Tante delle cose, rinomate nel mondo, che oggi fanno parte a pieno titolo del nostro patrimonio provengono da “oltre mare. Siamo in pratica figli di tutti i popoli che nei millenni hanno messo piede nell’isola. E sono stati davvero tanti. Alimentando una evoluzione che ci ha portato fino ad oggi ad essere ciò che siamo. Che dire poi della lingua, quel siciliano che certamente va ben oltre il semplice dialetto. E’ qualcosa di più che racchiude i suoni e le parole di intere generazioni che hanno conosciuto, ed imparato, da chi proveniva da fuori. Portando sempre qualcosa di nuovo e di utile da imparare. Migliorando e trovando il modo di produrre per assicurare sostentamento alla comunità. In tutti i settori. Come estrarre il sale dall’acqua del mare. O la capacità di navigare spingendosi oltre la linea dell’orizzonte. I primi ad esportare l’arte della navigazione, oltre che l’alfabeto ed una miriade di prodotti e merci,  furono i Fenici. Poi ne arrivarono altri. E l’abilità marinara si andò perfezionando sempre più. Fu così che i trapanesi diventarono i migliori. Arrivando a navigare negli oceani di tutto il mondo. Furono “mastri” anche nella realizzazione delle barche di ogni tipo e forma. Ed a terra nella costruzione di palazzi e monumenti.

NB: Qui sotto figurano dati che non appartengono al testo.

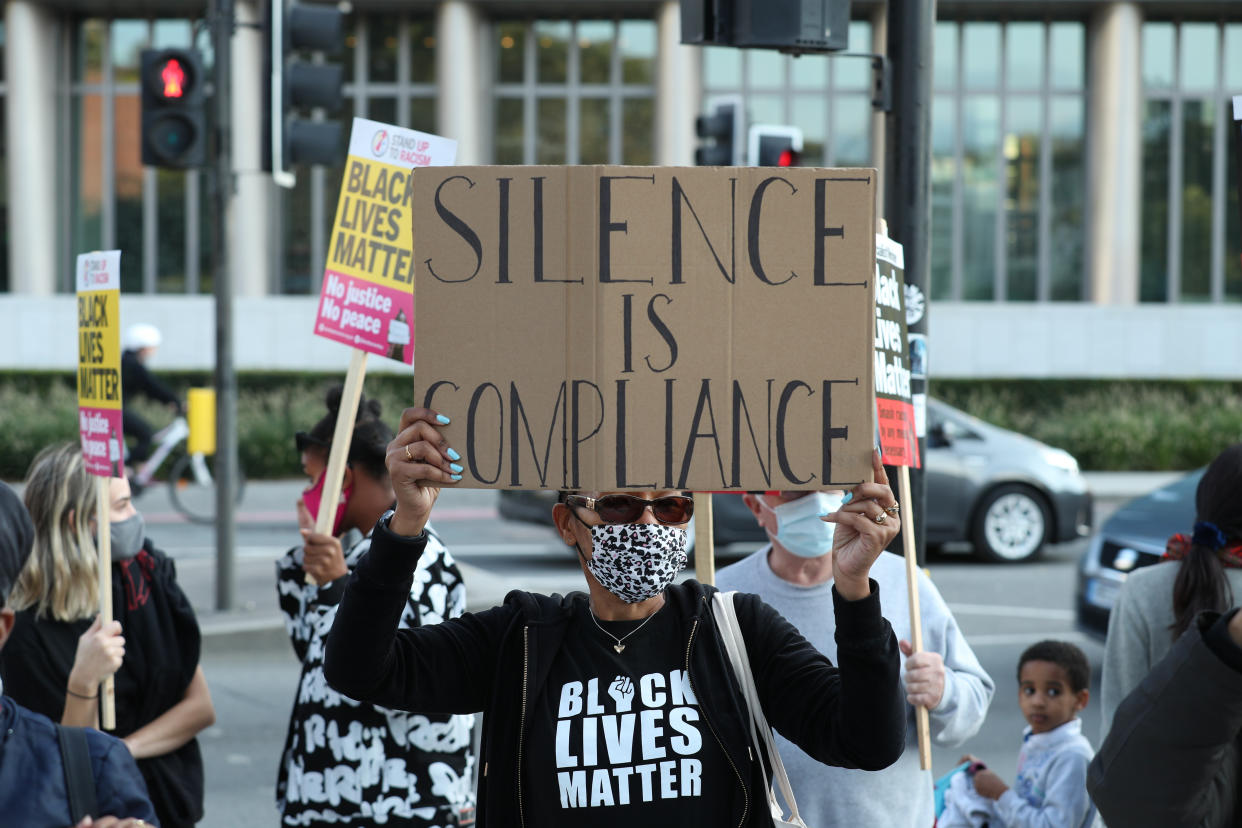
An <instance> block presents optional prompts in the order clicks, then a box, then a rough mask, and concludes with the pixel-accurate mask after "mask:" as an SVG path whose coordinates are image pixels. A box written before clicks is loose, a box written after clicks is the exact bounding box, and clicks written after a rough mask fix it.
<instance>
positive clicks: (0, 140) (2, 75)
mask: <svg viewBox="0 0 1242 828" xmlns="http://www.w3.org/2000/svg"><path fill="white" fill-rule="evenodd" d="M4 52H5V36H4V21H2V20H0V293H6V292H9V289H10V288H9V125H7V124H6V123H5V117H6V114H7V110H9V107H7V102H9V94H7V93H9V89H7V86H6V84H5V77H4V62H5V53H4Z"/></svg>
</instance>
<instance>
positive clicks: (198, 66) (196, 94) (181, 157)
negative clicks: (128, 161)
mask: <svg viewBox="0 0 1242 828" xmlns="http://www.w3.org/2000/svg"><path fill="white" fill-rule="evenodd" d="M139 66H140V68H142V81H140V83H142V107H143V114H142V123H143V140H142V143H143V164H145V165H147V166H161V168H166V169H174V170H185V169H191V168H196V166H205V165H206V163H207V146H206V145H207V124H206V102H205V98H204V94H202V84H204V81H205V79H206V78H205V77H204V74H202V58H201V57H199V53H197V52H196V51H194V50H193V48H148V50H144V51H143V52H142V56H140V61H139Z"/></svg>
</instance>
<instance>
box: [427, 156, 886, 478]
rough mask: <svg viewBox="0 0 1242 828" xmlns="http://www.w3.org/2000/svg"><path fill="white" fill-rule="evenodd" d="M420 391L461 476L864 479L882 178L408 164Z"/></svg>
mask: <svg viewBox="0 0 1242 828" xmlns="http://www.w3.org/2000/svg"><path fill="white" fill-rule="evenodd" d="M414 181H415V187H414V235H415V240H416V242H415V243H416V246H417V251H419V252H417V256H416V259H417V261H416V262H415V264H414V267H415V282H416V295H417V303H416V309H417V324H419V366H417V371H416V374H415V401H416V405H420V406H428V407H432V408H436V410H437V411H440V412H443V413H446V415H448V416H450V417H452V425H450V426H447V427H445V430H443V433H445V436H446V438H447V439H448V441H450V443H451V444H452V446H453V447H455V448H456V449H457V451H458V452H461V454H462V459H461V463H462V466H465V472H463V475H465V479H463V482H462V483H463V485H472V487H483V488H515V489H522V488H525V489H535V488H569V489H594V490H614V489H647V488H663V489H674V488H676V489H694V490H708V492H724V490H748V489H764V490H768V489H816V488H821V487H850V485H853V484H854V483H857V482H859V480H862V479H869V474H871V451H872V446H873V433H874V403H873V377H872V371H873V366H874V362H873V355H872V341H873V330H872V329H873V323H874V318H876V317H874V298H873V292H874V287H876V284H874V267H876V264H874V263H876V257H874V238H876V237H874V226H876V221H874V214H876V176H874V173H873V171H872V170H851V169H810V168H794V169H779V170H777V169H773V168H609V166H594V168H592V166H522V168H515V166H477V168H453V169H451V170H442V169H420V170H416V171H415V174H414Z"/></svg>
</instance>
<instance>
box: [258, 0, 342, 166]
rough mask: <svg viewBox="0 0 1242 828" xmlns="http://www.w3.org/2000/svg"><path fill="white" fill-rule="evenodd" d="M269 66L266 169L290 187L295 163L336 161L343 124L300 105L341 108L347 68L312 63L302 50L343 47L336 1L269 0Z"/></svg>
mask: <svg viewBox="0 0 1242 828" xmlns="http://www.w3.org/2000/svg"><path fill="white" fill-rule="evenodd" d="M266 27H267V56H266V65H267V66H266V68H267V71H268V77H270V83H267V84H265V87H266V89H267V94H266V98H267V107H266V112H267V118H266V119H265V122H263V125H265V133H263V169H265V170H268V171H271V173H272V179H273V180H274V181H276V182H277V184H279V185H281V186H286V187H292V186H293V185H294V184H296V182H297V176H296V175H294V174H293V171H292V169H291V168H292V166H293V165H294V164H338V163H340V160H342V158H343V155H342V127H340V123H338V122H334V120H309V119H306V118H301V117H299V114H298V113H299V110H304V109H322V110H324V112H328V113H333V112H337V110H338V109H340V106H342V103H343V96H342V84H343V82H344V71H343V70H342V67H340V65H339V63H324V62H314V63H312V62H309V61H308V60H304V58H301V57H298V56H299V53H303V52H323V53H327V55H334V53H337V52H339V51H340V46H342V41H343V38H344V31H345V20H344V15H343V14H342V12H340V10H339V9H338V7H337V6H334V5H320V4H314V5H312V4H304V2H297V1H296V0H268V4H267V21H266Z"/></svg>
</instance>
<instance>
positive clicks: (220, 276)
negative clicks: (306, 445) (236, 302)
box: [211, 0, 237, 610]
mask: <svg viewBox="0 0 1242 828" xmlns="http://www.w3.org/2000/svg"><path fill="white" fill-rule="evenodd" d="M211 7H212V12H211V41H212V53H214V55H215V57H214V61H215V63H214V67H212V71H214V76H215V96H214V97H212V101H214V102H215V120H216V142H215V146H216V156H215V161H216V163H215V176H214V182H215V187H214V191H212V214H214V215H212V218H214V227H215V236H216V238H215V245H214V248H215V279H214V283H212V293H214V294H215V299H216V468H215V472H216V610H232V607H233V556H235V541H236V538H235V530H236V521H235V520H233V504H235V503H237V498H236V493H237V375H236V372H235V370H233V282H232V277H233V274H232V267H231V264H230V257H229V235H230V225H231V221H230V217H231V215H232V194H233V175H232V145H231V130H232V118H231V112H230V107H231V104H232V102H231V96H230V92H231V86H230V72H231V71H232V55H231V48H232V35H233V0H212V4H211Z"/></svg>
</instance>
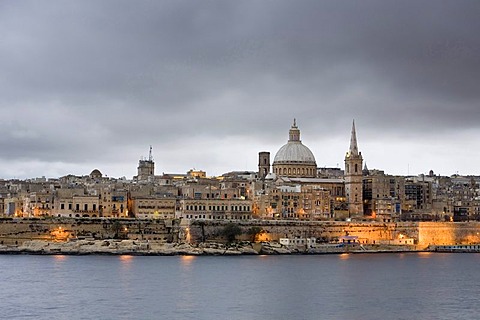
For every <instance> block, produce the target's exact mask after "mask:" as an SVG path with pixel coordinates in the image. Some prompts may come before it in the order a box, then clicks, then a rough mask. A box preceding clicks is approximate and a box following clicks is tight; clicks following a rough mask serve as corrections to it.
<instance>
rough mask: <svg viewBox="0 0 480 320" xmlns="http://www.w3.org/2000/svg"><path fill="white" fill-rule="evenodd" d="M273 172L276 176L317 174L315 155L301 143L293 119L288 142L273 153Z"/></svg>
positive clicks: (290, 175) (288, 139) (307, 174)
mask: <svg viewBox="0 0 480 320" xmlns="http://www.w3.org/2000/svg"><path fill="white" fill-rule="evenodd" d="M273 173H275V175H276V176H277V177H278V176H284V177H297V178H315V177H316V176H317V163H316V162H315V157H314V156H313V153H312V151H310V149H309V148H308V147H306V146H305V145H303V144H302V141H301V140H300V130H299V129H298V127H297V123H296V120H295V119H294V120H293V125H292V127H291V128H290V131H289V139H288V142H287V143H286V144H285V145H283V146H282V147H281V148H280V149H279V150H278V152H277V154H276V155H275V158H274V160H273Z"/></svg>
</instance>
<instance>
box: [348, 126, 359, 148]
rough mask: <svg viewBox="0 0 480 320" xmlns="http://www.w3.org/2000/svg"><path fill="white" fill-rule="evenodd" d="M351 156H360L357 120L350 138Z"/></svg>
mask: <svg viewBox="0 0 480 320" xmlns="http://www.w3.org/2000/svg"><path fill="white" fill-rule="evenodd" d="M348 151H349V153H350V155H355V156H358V145H357V133H356V131H355V120H353V124H352V136H351V137H350V150H348Z"/></svg>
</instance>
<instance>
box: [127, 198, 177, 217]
mask: <svg viewBox="0 0 480 320" xmlns="http://www.w3.org/2000/svg"><path fill="white" fill-rule="evenodd" d="M176 202H177V201H176V199H175V198H174V197H155V196H151V197H139V198H135V199H133V209H132V210H133V214H134V215H135V217H137V218H140V219H174V218H175V211H176Z"/></svg>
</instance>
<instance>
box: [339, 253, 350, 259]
mask: <svg viewBox="0 0 480 320" xmlns="http://www.w3.org/2000/svg"><path fill="white" fill-rule="evenodd" d="M349 258H350V254H349V253H342V254H341V255H340V260H348V259H349Z"/></svg>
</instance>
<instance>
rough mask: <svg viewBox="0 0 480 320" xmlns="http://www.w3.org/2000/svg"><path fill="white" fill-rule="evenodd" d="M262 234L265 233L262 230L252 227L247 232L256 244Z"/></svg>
mask: <svg viewBox="0 0 480 320" xmlns="http://www.w3.org/2000/svg"><path fill="white" fill-rule="evenodd" d="M262 232H263V230H262V228H260V227H258V226H253V227H250V229H248V231H247V233H248V235H249V236H250V237H251V238H250V241H251V242H255V241H256V240H257V237H258V235H259V234H260V233H262Z"/></svg>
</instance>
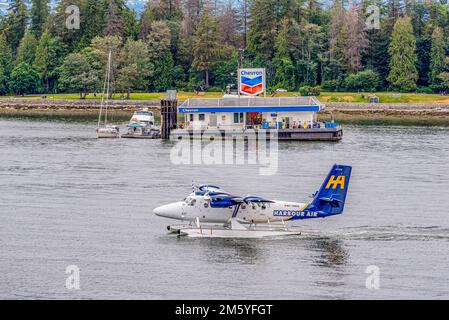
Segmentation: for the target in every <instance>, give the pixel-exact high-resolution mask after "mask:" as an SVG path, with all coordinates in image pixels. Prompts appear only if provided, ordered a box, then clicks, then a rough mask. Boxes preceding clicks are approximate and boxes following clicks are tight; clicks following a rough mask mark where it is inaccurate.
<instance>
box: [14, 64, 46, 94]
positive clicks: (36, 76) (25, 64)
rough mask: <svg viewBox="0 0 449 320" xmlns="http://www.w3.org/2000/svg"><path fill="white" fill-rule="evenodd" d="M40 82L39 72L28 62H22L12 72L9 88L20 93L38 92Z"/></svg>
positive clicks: (22, 93)
mask: <svg viewBox="0 0 449 320" xmlns="http://www.w3.org/2000/svg"><path fill="white" fill-rule="evenodd" d="M38 83H39V74H38V73H37V71H36V70H34V68H33V67H32V66H31V65H29V64H28V63H25V62H22V63H20V64H19V65H17V66H16V67H15V68H14V69H13V70H12V72H11V77H10V80H9V88H10V89H11V91H12V92H13V93H15V94H18V95H24V94H27V93H34V92H36V88H37V86H38Z"/></svg>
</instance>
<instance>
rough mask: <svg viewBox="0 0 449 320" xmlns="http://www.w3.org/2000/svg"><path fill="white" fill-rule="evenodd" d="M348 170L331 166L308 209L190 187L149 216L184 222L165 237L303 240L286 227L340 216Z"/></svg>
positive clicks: (255, 198) (264, 200) (171, 230)
mask: <svg viewBox="0 0 449 320" xmlns="http://www.w3.org/2000/svg"><path fill="white" fill-rule="evenodd" d="M351 171H352V167H350V166H346V165H338V164H335V165H334V166H333V167H332V169H331V170H330V171H329V174H328V175H327V177H326V179H325V180H324V182H323V184H322V185H321V187H320V188H319V190H318V191H317V192H315V194H314V195H313V196H312V200H311V201H309V202H307V203H300V202H288V201H280V200H269V199H266V198H262V197H258V196H251V195H248V196H246V197H239V196H235V195H232V194H230V193H228V192H226V191H224V190H222V189H221V188H220V187H219V186H216V185H210V184H202V185H197V186H192V193H191V194H190V195H188V196H187V197H186V198H185V199H184V200H183V201H178V202H174V203H171V204H167V205H164V206H161V207H157V208H155V209H154V210H153V212H154V214H156V215H157V216H160V217H164V218H169V219H176V220H180V221H183V222H184V224H180V225H170V226H168V227H167V230H168V231H169V233H174V234H177V235H180V236H189V237H215V238H263V237H277V236H286V235H301V233H302V232H301V230H299V229H298V228H297V227H295V226H291V223H290V222H293V221H297V220H303V219H316V218H327V217H331V216H335V215H339V214H342V213H343V209H344V207H345V201H346V194H347V192H348V187H349V179H350V177H351Z"/></svg>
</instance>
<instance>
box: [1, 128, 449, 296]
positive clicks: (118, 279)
mask: <svg viewBox="0 0 449 320" xmlns="http://www.w3.org/2000/svg"><path fill="white" fill-rule="evenodd" d="M0 137H1V139H0V247H1V249H0V298H9V299H12V298H19V299H22V298H25V299H35V298H37V299H47V298H49V299H65V298H76V299H96V298H98V299H99V298H102V299H133V298H136V299H196V298H201V299H218V298H224V299H238V298H240V299H325V298H329V299H370V298H372V299H400V298H405V299H412V298H424V299H443V298H445V299H448V298H449V274H448V270H449V269H448V267H449V209H448V206H447V202H446V200H447V198H448V197H447V190H449V180H448V172H449V139H448V138H449V129H444V128H435V127H434V128H422V127H375V126H366V127H362V126H360V127H358V126H352V127H350V126H346V127H345V132H344V137H343V140H342V141H341V142H338V143H332V142H308V143H305V142H285V143H280V144H279V168H278V171H277V173H276V174H275V175H272V176H261V175H259V168H258V167H255V166H240V165H227V166H200V165H192V166H178V165H174V164H172V162H171V161H170V156H169V154H170V150H171V148H172V146H173V144H172V143H170V142H163V141H161V140H129V139H117V140H98V139H96V135H95V127H94V126H93V125H90V124H79V123H67V122H50V121H22V120H0ZM334 163H341V164H348V165H352V166H353V176H352V178H351V185H350V189H349V195H348V199H347V206H346V210H345V213H344V214H343V215H341V216H337V217H332V218H328V219H322V220H310V221H305V222H301V223H300V225H302V226H303V228H304V230H305V231H308V233H310V234H309V235H303V236H299V237H292V238H288V239H287V238H284V239H271V240H254V239H253V240H236V239H234V240H230V239H229V240H223V239H188V238H178V237H176V236H170V235H167V233H166V231H165V227H166V225H167V224H169V223H170V221H168V220H165V219H163V218H160V217H157V216H154V215H153V214H152V209H153V208H154V207H156V206H159V205H162V204H166V203H169V202H173V201H176V200H179V199H182V198H183V197H184V196H185V195H186V194H187V193H189V192H190V190H191V183H192V180H194V182H196V183H201V182H205V183H214V184H219V185H221V186H222V187H223V188H225V189H226V190H228V191H231V192H232V193H234V194H237V195H246V194H248V193H251V194H255V195H259V196H263V197H267V198H273V199H280V200H292V201H303V200H307V199H308V196H309V195H310V194H312V193H313V192H314V191H315V190H316V189H317V188H318V187H319V185H320V184H321V182H322V180H323V179H324V176H325V175H326V173H327V171H328V170H329V168H330V167H331V165H332V164H334ZM69 265H76V266H77V267H79V270H80V289H79V290H68V289H67V288H66V278H67V277H68V275H67V274H66V273H65V271H66V267H67V266H69ZM372 265H374V266H376V267H378V268H379V269H378V270H379V271H380V275H379V288H378V289H371V290H370V289H367V287H366V279H367V277H369V276H370V274H367V273H365V271H366V270H367V267H368V266H372Z"/></svg>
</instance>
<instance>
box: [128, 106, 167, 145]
mask: <svg viewBox="0 0 449 320" xmlns="http://www.w3.org/2000/svg"><path fill="white" fill-rule="evenodd" d="M127 129H128V131H127V132H126V133H125V134H123V135H122V138H137V139H139V138H140V139H157V138H160V137H161V134H160V130H159V129H158V128H156V127H155V126H154V114H153V112H152V111H149V110H148V108H144V109H142V110H138V111H136V112H134V114H133V116H132V117H131V120H130V121H129V123H128V125H127Z"/></svg>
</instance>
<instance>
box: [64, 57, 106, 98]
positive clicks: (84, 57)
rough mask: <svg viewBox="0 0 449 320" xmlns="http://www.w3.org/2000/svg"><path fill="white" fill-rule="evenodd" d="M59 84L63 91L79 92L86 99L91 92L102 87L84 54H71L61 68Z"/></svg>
mask: <svg viewBox="0 0 449 320" xmlns="http://www.w3.org/2000/svg"><path fill="white" fill-rule="evenodd" d="M59 84H60V87H61V89H63V90H69V91H72V92H78V93H79V95H80V98H81V99H85V98H86V95H87V93H88V92H89V91H92V90H95V89H97V88H99V87H100V79H99V75H98V72H97V70H95V69H94V68H92V66H91V65H90V63H89V61H88V59H87V58H86V56H85V55H84V54H82V53H71V54H69V55H68V56H67V57H66V58H65V59H64V63H63V64H62V66H61V68H60V77H59Z"/></svg>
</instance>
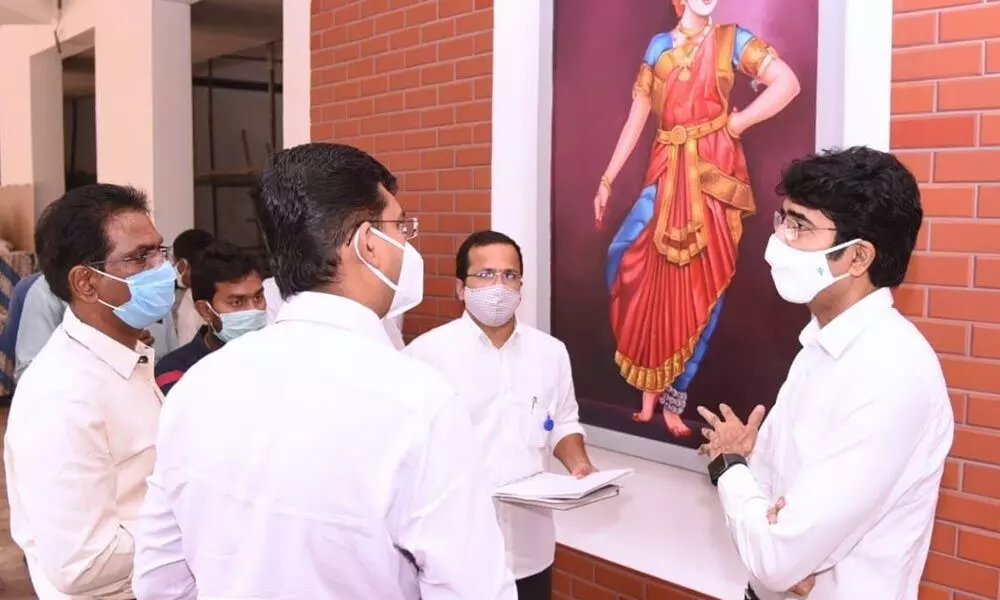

Tutta la storia di questa città è fatti da pezzi di puzzle arrivati da altre parti. E subito assorbiti nel patrimonio collettivo della conoscenza. L’ingegno umano ha poi fatto tutto il resto, sperimentando e migliorando. Imparando così a controllare e incanalare la forza del vento in vele e mulini. A pescare i pesci di ogni dimensioni fino ai grandi tonni utilizzando un sistema di reti piuttosto complesso. A tirare su dagli abissi il corallo facendolo diventare opera d’arte. L’elenco è lungo e abbraccia tutte le componenti del “sapere” e del “saper fare” che fanno parte delle nostre città, con al seguito usi e consuetudini. Mestieri e abilità. Pregi e difetti. E tutti quei contrasti che rendono unica ed irripetibile questa terra e le sue genti. I siciliani sono figli di questo mix di popoli. E  Trapani, da sempre, per la sua posizione strategica, proiettata com’è, col suo porto, al centro delle rotte del mare tra l’Africa e l’Europa, è stata il ponte dei flussi migratori nel Mediterraneo. Il crocevia degli spostamenti di persone da una parte all’altra del Mare Nostrum. Di arrivi e partenze. Da sempre città dell’accoglienza, dell’integrazione e della capacità di utilizzare ciò che proviene da fuori a proprio vantaggio. Trasformandolo in valore aggiunto per la comunità. E ancora oggi, piaccia o no, continua ad essere una porta di ingresso. O di partenza. Questa è la sua storia da sempre. Ed il futuro, fino a quando ci saranno uomini e donne in cammino mossi dalla speranza, non potrà che essere questo. Tra gente che se ne va in cerca di un futuro migliore altrove. Emigrando. E chi invece sbarca qui per costruirsi una nuova vita. Diventando una risorsa per la comunità. E per certi versi assicurando un ricambio. Arricchendo una terra che da sempre si regge sull’immigrazione. Perchè lo straniero, in Sicilia, è Sicilia!